Question

)A cable has a bandwidth of 3000 Hz assigned for data communication. The SNR is 3162. How many signal levels do we need?

Answer 1

Answer:

$L=56.2$

Explanation:

We need to use two theoretical formulas: Shannon Capacity and Nyquist Bit Rate.

From Shannon:

$C=B*log_2(SNR+1)$

From Nyquist:

$C=2B*log_2(L)$

Where:

$C= Channel\hspace{3}capacity\\B=Bandwidth\hspace{3} of\hspace{3} the\hspace{3} channel\\SNR=Signal\hspace{3}to\hspace{3}noise\hspace{3}ratio\\L=Number\hspace{3}of\hspace{3}signal\hspace{3}levels\hspace{3}used\hspace{3}to\hspace{3}represent\hspace{3}data$

Using the data provided by the problem and the equations above, let's find the signal levels we need.

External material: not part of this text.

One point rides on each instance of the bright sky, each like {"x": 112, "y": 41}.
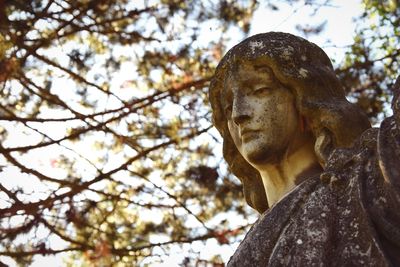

Using the Shannon equation:

$C=B*log_2(SNR+1)$

Where:

$B=3000Hz\\SNR=3162$

$C=3000*log_2(3162+1)\\\\C=3000*log_2(3163)\\\\C=34881.23352\hspace{3}bps$

Now, using Nyquist equation:

$C=2B*log_2(L)$

Where:

$C=34881.23352\hspace{3}bps\\B=3000Hz$

$34881.23352=2*3000*log_2(L)\\\\34881.23352=6000*log_2(L)$

Solving for $L$ :

$\frac{34881.23352}{6000} =log_2(L)\\\\5.81353892=log_2(L)\\\\2^{5.81353892} =2^{log_2(L)}\\ \\56.24055476=L\\\\L\approx56.2$

Therefore, we need approximately 56.2 signal levels.